Why this woman started a 'fat fertility' movement

Nicola Salmon has started the #fatfertilitymatters movement [Photo: Nicola Salmon]

Trying to conceive a baby can be a stressful time, particularly if you’re suffering with fertility issues.

While there’s plenty of support for women who have a medically diagnosed condition which could be impacting their ability to get pregnant, it’s a different story for those who are overweight.

But one woman is trying to change that.

Meet Nicola Salmon, a fertility coach, who believes women should be provided the same fertility support and treatment options, no matter their weight.

Nicola is concerned that the emphasis placed on encouraging women to lose weight when they are trying to conceive could lead to them developing unhealthy relationships with food and ultimately impact their mental health.

The mum-of-two is so determined to raise awareness about the subject she has started a movement #FatFertilityMatters, which aims to encourage more thought about the challenges women with higher BMIs face when trying to get pregnant.

“It’s so important to raise awareness about fat fertility because it is such a taboo subject,” she tells Yahoo UK.

“We are told as people in fat bodies that it is wrong for us to want to get pregnant, that it is irresponsible and that it may harm our pregnancies and future babies.

“There is so much judgement and shame for women who are going through this that they don’t feel able to stand up and ask for the support and treatment that they deserve as fellow human beings. These women feel so alone on their journeys and that there is nowhere they can turn for help.”


Nicola says her own pregnancy and parenting journey inspired her to set up the movement.

“I’ve struggled with my fat body my whole life and at 16 I was diagnosed with PCOS (Polycystic Ovarian Syndrome – a metabolic and hormonal condition) and the doctor told me I wouldn’t be able to have kids,” she says.

“When me and my husband were ready to start trying for a family, I was at my heaviest weight and my periods were extremely irregular. But it was easy for us to conceive both our children and it made no sense to me. Why was it so easy for me?”

“When my eldest son was older, I realised that all my issues around food and my body were bound to rub off on him unless I did something about it, so I vowed to never weigh myself or diet again.”

Nicola believes accepting her own weight has given her the courage to stand up for other women with larger BMIs and fight for equal support for their own fertility journeys.

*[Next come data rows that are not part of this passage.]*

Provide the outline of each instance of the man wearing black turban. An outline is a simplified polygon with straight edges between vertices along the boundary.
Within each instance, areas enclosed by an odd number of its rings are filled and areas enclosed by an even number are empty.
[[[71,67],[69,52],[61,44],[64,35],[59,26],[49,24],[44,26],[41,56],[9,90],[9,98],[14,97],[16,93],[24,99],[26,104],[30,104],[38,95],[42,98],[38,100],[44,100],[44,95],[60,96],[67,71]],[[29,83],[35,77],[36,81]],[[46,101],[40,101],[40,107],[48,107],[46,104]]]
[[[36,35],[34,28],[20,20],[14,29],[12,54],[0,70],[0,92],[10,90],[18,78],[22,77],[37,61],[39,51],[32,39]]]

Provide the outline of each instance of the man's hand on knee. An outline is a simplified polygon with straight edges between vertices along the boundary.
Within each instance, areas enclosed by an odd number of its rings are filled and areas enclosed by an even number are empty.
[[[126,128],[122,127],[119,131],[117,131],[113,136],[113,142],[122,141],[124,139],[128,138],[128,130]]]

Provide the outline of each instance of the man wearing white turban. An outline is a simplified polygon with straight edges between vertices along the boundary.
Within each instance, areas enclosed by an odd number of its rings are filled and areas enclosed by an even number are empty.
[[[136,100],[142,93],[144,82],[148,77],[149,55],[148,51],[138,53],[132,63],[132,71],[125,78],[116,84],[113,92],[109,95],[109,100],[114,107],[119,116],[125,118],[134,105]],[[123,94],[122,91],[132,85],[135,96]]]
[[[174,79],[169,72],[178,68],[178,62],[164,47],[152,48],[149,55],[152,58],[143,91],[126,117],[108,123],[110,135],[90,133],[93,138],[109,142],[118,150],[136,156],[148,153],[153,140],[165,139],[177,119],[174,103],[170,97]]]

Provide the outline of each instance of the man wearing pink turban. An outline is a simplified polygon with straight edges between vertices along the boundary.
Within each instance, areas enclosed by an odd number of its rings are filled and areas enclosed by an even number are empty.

“It’s only this year that I’ve been able to make peace with my body enough to step up and support other fat women on this journey without dieting and body shame. I want it to be as easy for them as it was for me,” she explains.

Nicola’s own experiences inspired her to create the movement [Photo: Nicola Salmon]

So what does she hope to see change?

“I want equality and non-judgemental healthcare. I want everyone to have access to the same support and treatments regardless of their size. I want fat women to have the pregnancies, the births and the babies that they want without being shamed for it,” she says.

The NHS includes being overweight as a risk factor in terms of affecting women’s ability to get pregnant.

“Being overweight or obese (having a BMI of 30 or over) reduces fertility; in women, being overweight or severely underweight can affect ovulation,” the site reads.

The recommendation is that anyone trying to conceive should fit into the ‘healthy weight’ category, meaning a BMI between 19 and 25.

The NHS also states that weight an impact pregnancy as well. “Being overweight increases the risk of complications for pregnant women and their babies.”

These complications include miscarriage, gestational diabetes, high blood pressure and pre-eclampsia, blood clots, the baby becoming ‘stuck’ during labour, and post-partum haemorrhage.

But Nicola believes that for plus-size women, the trying to conceive process and indeed pregnancy itself can be too focussed on a patients’ weight and what they’re eating.

She hopes that #FatFertilityMatters will hope to change the narrative surrounding the emphasis placed on a woman’s weight.

And the response to the movement has been overwhelmingly positive.

“I’ve had hundreds of message from women all over the world sharing their stories about fabphobic healthcare professionals and being treated so cruelly when all they want to is to live their dream of being a mama,” she says.

“Each woman was so grateful to finally be seen and realise that she is not alone in her struggle.”